Cyclomatic complexity is a metric that describes the number of execution paths through a program (McCabe, 1976). Despite being nearly 50 years old, it remains relevant and valuable in modern software development. Its strength lies in its agnostic nature: cyclomatic complexity can be applied across different frameworks, programming languages, and paradigms. Since it counts the distinct paths through a program, it also reflects how difficult the code is to test comprehensively.
While the metric doesn’t identify vulnerabilities directly, it does highlight code that’s harder to understand, maintain, and test. Butler and McCabe (2021) suggest that code with a complexity over 10 already poses a risk. The more paths there are, the more effort is needed to ensure each behaves correctly and securely. This increases the chances of overlooking bugs or vulnerable logic during development, testing, or code review, especially in fast-paced environments.
However, Willenbring and Walia (2024) argue that the threshold value must be decided on per-project basis for the metrics to be useful. For example, some algorithms are inherently complex due to the nature of the problems they solve, making it unrealistic or unnecessary to refactor them. Interestingly, their research documented systems with complexity levels as high as 75. Code at this level is not only hard to test, it is equally hard to fix, since verifying the correctness of changes becomes nearly impossible. (Willenbring and Walia, 2024)

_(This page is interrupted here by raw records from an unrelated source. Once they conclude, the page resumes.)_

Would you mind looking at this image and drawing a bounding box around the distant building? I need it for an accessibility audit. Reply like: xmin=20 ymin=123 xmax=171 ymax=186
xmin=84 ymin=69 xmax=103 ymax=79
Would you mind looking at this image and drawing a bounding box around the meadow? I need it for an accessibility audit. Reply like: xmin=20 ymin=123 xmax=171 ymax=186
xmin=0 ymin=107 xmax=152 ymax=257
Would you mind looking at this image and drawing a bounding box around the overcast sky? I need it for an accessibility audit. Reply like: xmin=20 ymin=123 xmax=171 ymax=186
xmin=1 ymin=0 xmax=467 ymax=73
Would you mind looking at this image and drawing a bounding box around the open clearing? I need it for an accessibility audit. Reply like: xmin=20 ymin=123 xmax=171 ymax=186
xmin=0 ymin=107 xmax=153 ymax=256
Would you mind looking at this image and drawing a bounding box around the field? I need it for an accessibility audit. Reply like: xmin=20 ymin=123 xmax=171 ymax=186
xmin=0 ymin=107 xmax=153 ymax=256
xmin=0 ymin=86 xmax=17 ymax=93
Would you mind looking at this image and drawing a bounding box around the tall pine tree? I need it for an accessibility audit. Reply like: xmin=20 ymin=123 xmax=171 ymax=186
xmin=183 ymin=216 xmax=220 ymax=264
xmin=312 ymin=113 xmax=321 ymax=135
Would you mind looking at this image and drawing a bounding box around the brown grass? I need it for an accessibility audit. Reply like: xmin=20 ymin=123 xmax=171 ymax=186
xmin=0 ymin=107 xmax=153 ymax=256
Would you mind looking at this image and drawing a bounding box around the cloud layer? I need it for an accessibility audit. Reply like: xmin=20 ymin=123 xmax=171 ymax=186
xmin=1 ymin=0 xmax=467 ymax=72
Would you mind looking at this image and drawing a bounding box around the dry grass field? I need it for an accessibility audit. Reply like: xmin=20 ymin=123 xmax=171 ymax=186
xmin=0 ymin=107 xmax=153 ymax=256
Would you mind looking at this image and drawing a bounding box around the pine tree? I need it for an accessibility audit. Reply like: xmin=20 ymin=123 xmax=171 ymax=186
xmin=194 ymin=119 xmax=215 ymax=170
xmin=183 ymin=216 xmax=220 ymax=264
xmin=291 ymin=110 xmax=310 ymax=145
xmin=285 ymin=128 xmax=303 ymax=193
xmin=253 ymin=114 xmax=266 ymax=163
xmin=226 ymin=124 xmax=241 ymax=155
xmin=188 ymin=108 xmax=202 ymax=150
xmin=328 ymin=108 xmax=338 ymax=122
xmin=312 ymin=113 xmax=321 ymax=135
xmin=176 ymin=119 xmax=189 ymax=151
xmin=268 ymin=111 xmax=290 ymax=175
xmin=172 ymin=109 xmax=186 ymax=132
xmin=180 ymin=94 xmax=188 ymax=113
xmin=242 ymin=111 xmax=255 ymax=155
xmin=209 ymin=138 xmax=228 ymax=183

In conclusion, instead of setting hard thresholds, complexity metrics should guide refactoring decisions and encourage discussions about software design without pushing teams to optimize code solely to achieve “acceptable” scores.
References
Butler, C.W. and McCabe, T.J. (2021) ‘Cyclomatic Complexity-Based Encapsulation, Data Hiding, and Separation of Concerns’, Journal of Software Engineering and Applications, 14(1), pp. 44–66. Available at: https://doi.org/10.4236/jsea.2021.141004.
McCabe, T.J. (1976) ‘A Complexity Measure’, IEEE Transactions on Software Engineering, SE-2(4), pp. 308–320. Available at: https://doi.org/10.1109/TSE.1976.233837.
Willenbring, J.M. and Walia, G.S. (2024) ‘The utility of complexity metrics during code reviews for CSE software projects’, Future Generation Computer Systems, 160, pp. 65–75. Available at: https://doi.org/10.1016/j.future.2024.05.038.